Microbial identification has traditionally two components:

a) Enrichment by culture
This has been in use for over half a century for a limited number of organisms, but is being slowly replaced by nucleic acid amplification technologies such as PCR
b) Organism Identification
Phenotypic expression methods (colony characteristics, organism staining reactions/shape/size, biochemical reactions etc.) have distinct limitations.  Newer identification methods such as ELISA and DNA probes are being used to only a limited degree as they too have practical drawbacks.

All these methods are slower and less accurate than identification by DNA sequencing. The well known superiority of DNA sequencing for pathogen identification has not been previously commercialized due to the high cumulative cost of performing a separate test for each of the pathogens that could be the cause of a particular infection. MultiGEN technology finally allows the cost-effective use of DNA sequencing to screen for and conclusively identify one or multiple pathogens, and all in the same test on existing instrumentation.
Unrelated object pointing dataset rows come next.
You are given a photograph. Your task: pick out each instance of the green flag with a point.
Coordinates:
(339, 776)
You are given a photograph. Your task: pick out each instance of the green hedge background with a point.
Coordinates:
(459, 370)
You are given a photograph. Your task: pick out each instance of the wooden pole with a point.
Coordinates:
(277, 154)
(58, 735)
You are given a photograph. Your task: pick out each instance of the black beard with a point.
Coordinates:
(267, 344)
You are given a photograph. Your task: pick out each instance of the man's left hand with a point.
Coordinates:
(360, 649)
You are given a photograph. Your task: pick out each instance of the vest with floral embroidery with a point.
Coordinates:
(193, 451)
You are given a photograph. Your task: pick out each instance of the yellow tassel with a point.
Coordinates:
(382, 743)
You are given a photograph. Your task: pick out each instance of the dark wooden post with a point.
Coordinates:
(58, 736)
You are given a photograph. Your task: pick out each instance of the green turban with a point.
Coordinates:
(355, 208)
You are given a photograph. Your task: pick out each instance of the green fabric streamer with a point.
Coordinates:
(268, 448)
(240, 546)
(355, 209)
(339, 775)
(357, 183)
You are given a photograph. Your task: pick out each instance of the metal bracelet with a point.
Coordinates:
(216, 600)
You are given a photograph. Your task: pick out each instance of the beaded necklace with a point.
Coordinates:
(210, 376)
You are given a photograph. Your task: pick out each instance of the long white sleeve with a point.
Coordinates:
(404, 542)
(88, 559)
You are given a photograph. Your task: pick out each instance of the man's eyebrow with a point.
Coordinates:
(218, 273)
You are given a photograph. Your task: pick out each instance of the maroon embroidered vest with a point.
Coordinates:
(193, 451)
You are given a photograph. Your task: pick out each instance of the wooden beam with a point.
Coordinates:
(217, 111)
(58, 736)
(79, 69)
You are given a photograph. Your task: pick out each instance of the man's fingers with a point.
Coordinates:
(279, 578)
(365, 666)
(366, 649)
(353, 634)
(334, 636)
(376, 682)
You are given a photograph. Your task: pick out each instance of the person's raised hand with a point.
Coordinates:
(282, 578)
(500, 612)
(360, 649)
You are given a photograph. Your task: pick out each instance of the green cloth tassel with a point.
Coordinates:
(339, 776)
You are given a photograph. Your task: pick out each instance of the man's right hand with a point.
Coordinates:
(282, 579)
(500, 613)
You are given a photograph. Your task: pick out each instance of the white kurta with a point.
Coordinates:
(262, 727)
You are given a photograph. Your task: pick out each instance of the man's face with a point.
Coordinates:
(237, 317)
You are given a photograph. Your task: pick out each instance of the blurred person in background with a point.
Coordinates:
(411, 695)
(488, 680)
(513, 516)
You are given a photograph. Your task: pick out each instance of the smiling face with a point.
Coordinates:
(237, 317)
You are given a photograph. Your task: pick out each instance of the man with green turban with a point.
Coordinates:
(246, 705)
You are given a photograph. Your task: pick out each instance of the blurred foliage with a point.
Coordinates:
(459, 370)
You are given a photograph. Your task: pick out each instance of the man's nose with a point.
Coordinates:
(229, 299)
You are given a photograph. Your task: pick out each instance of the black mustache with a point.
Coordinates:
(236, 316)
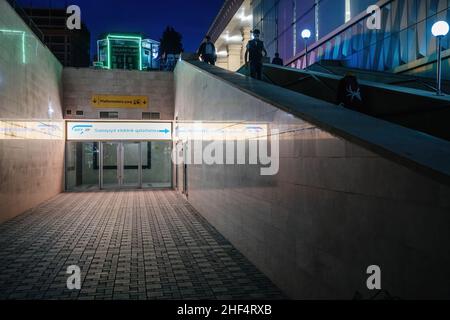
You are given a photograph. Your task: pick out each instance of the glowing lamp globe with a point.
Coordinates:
(440, 29)
(306, 34)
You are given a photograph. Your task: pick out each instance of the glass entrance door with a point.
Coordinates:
(135, 165)
(131, 165)
(109, 165)
(121, 165)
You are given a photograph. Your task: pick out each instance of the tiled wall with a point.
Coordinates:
(333, 209)
(31, 163)
(81, 84)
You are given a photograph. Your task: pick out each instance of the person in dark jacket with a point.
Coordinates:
(207, 51)
(254, 55)
(349, 93)
(277, 60)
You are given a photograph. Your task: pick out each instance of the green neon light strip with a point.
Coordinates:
(23, 33)
(124, 37)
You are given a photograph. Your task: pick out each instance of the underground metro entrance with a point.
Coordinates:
(110, 155)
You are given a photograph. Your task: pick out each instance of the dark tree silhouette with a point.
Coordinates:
(171, 42)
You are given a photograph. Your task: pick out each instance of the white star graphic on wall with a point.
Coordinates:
(354, 94)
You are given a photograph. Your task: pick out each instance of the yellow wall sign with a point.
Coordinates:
(109, 101)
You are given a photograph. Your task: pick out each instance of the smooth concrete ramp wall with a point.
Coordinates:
(343, 200)
(81, 84)
(31, 127)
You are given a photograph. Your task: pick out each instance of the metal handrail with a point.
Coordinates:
(26, 18)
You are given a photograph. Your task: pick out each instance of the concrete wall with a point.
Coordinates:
(333, 209)
(31, 164)
(81, 84)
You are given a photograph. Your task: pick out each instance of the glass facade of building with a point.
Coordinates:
(340, 31)
(129, 52)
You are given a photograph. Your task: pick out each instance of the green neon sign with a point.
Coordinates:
(23, 34)
(127, 38)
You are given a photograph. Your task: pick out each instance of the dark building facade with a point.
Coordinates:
(71, 47)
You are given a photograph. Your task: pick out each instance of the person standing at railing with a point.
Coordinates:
(207, 51)
(254, 55)
(277, 60)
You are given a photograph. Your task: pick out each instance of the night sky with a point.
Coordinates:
(191, 18)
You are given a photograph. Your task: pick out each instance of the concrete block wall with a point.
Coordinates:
(334, 209)
(81, 84)
(31, 170)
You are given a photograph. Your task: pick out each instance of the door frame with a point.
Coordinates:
(120, 164)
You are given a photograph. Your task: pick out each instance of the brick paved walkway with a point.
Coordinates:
(129, 245)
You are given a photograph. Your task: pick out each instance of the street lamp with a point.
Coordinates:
(306, 34)
(439, 30)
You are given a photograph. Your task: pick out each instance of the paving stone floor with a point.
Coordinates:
(129, 245)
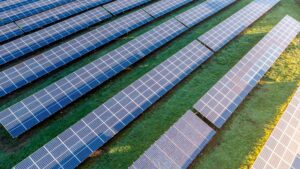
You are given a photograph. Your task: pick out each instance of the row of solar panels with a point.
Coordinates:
(53, 98)
(189, 135)
(32, 69)
(30, 43)
(75, 144)
(31, 23)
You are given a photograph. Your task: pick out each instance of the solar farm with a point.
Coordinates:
(146, 84)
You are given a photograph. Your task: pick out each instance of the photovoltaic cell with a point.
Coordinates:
(221, 34)
(120, 6)
(179, 146)
(9, 31)
(70, 88)
(223, 98)
(8, 5)
(122, 58)
(53, 15)
(198, 13)
(75, 144)
(282, 149)
(36, 40)
(29, 9)
(296, 163)
(165, 6)
(31, 69)
(25, 72)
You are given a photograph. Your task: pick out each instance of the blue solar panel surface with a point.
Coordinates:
(9, 5)
(148, 42)
(29, 9)
(223, 98)
(24, 73)
(29, 43)
(162, 7)
(75, 144)
(31, 69)
(9, 31)
(198, 13)
(40, 105)
(120, 6)
(179, 146)
(228, 29)
(53, 15)
(36, 40)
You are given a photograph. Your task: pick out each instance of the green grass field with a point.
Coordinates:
(235, 145)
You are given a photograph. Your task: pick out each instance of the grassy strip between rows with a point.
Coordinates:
(234, 146)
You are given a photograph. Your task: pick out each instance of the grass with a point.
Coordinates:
(235, 145)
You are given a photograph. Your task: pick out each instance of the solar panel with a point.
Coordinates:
(29, 9)
(9, 31)
(198, 13)
(296, 163)
(221, 34)
(120, 6)
(53, 15)
(8, 5)
(75, 144)
(165, 6)
(282, 149)
(36, 40)
(31, 69)
(224, 97)
(179, 146)
(24, 73)
(85, 79)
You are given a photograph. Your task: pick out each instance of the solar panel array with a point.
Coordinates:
(9, 31)
(85, 79)
(223, 98)
(195, 14)
(122, 57)
(296, 163)
(220, 35)
(120, 6)
(178, 146)
(9, 5)
(31, 70)
(282, 149)
(158, 9)
(29, 9)
(42, 19)
(75, 144)
(36, 40)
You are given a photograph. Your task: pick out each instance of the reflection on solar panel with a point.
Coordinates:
(39, 20)
(120, 6)
(162, 7)
(24, 73)
(220, 35)
(195, 15)
(283, 146)
(8, 5)
(36, 40)
(40, 105)
(223, 98)
(9, 31)
(99, 70)
(29, 9)
(296, 163)
(75, 144)
(31, 69)
(179, 146)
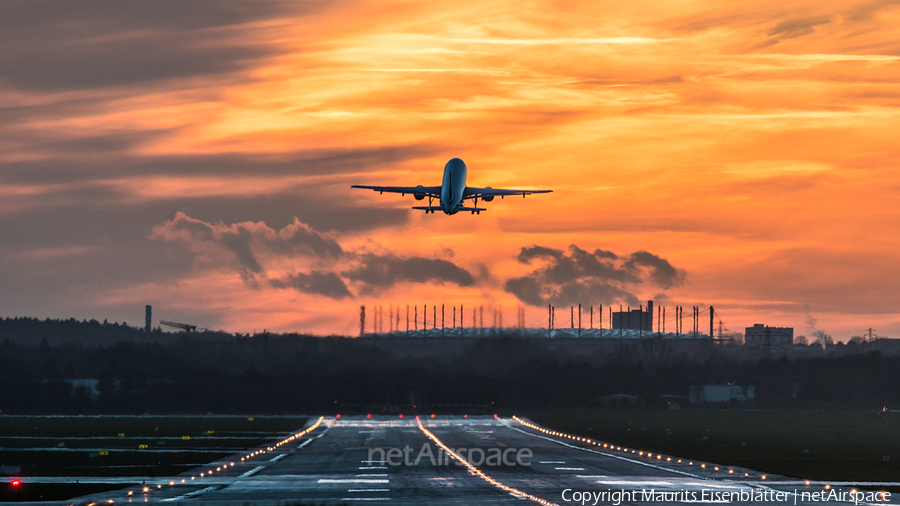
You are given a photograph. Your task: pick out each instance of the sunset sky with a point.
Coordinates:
(198, 157)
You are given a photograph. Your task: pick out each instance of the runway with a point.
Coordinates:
(394, 461)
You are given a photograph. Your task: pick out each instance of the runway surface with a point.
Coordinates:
(394, 461)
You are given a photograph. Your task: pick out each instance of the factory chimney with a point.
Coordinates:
(362, 320)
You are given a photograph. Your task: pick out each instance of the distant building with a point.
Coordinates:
(635, 319)
(701, 394)
(761, 335)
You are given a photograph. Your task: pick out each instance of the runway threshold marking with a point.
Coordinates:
(474, 470)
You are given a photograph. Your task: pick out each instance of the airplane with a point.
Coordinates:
(452, 192)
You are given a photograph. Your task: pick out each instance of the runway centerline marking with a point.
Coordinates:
(474, 470)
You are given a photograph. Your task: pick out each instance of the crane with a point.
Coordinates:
(175, 325)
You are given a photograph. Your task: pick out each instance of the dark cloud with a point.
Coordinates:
(582, 277)
(386, 270)
(793, 28)
(247, 246)
(306, 162)
(661, 272)
(326, 284)
(50, 45)
(246, 240)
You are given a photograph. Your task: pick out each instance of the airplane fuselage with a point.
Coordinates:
(453, 186)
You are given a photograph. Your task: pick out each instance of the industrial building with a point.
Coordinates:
(762, 335)
(635, 319)
(702, 394)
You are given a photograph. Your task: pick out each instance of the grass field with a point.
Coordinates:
(818, 445)
(122, 446)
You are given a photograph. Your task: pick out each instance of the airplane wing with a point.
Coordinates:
(489, 193)
(426, 191)
(473, 210)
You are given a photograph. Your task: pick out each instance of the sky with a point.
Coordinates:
(198, 157)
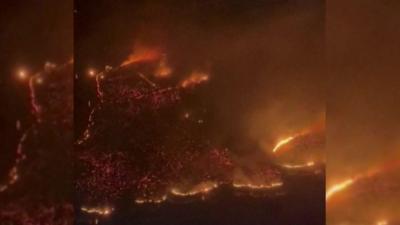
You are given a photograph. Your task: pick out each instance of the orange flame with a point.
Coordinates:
(203, 188)
(194, 79)
(142, 54)
(338, 188)
(105, 211)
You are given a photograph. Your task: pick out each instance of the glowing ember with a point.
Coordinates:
(338, 188)
(203, 188)
(194, 79)
(163, 70)
(282, 143)
(257, 186)
(105, 211)
(91, 72)
(299, 166)
(382, 222)
(22, 74)
(151, 200)
(142, 54)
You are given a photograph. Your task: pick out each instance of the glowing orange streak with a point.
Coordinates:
(13, 174)
(308, 164)
(282, 143)
(338, 188)
(196, 191)
(151, 201)
(35, 105)
(100, 211)
(255, 186)
(345, 184)
(142, 54)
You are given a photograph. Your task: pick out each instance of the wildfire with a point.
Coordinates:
(299, 166)
(257, 186)
(151, 200)
(203, 188)
(282, 143)
(194, 79)
(338, 188)
(142, 54)
(92, 72)
(105, 211)
(163, 70)
(382, 222)
(22, 74)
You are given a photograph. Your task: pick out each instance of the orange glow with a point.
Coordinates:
(338, 188)
(92, 72)
(299, 166)
(382, 222)
(105, 211)
(194, 79)
(203, 188)
(257, 186)
(142, 54)
(163, 70)
(22, 74)
(282, 143)
(151, 200)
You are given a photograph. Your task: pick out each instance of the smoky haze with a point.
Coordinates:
(265, 60)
From a laboratory perspective MultiGEN technology possesses a number of distinct advantages:

  Highest possible accuracy of DNA sequencing
  Low detection limits
  Built in features that minimize false negatives and false positives
  Test panels that detect all the important pathogens causing common infectious syndromes
  Results available the same working day
  Less cost than the cumulative cost of present methods
  Off-the-shelf instrumentation
  Easy to apply test protocols
  High throughput capacity
  Detection of both dead and alive pathogens, making sample quality less significant
  Use in tracking genetic drift/shift for molecular epidemiologic studies e.g. tracking ‘Super Bugs’ within an institution

MultiGEN Diagnostics offers transforming technology that is destined to become the new benchmark for the investigation of infectious disease.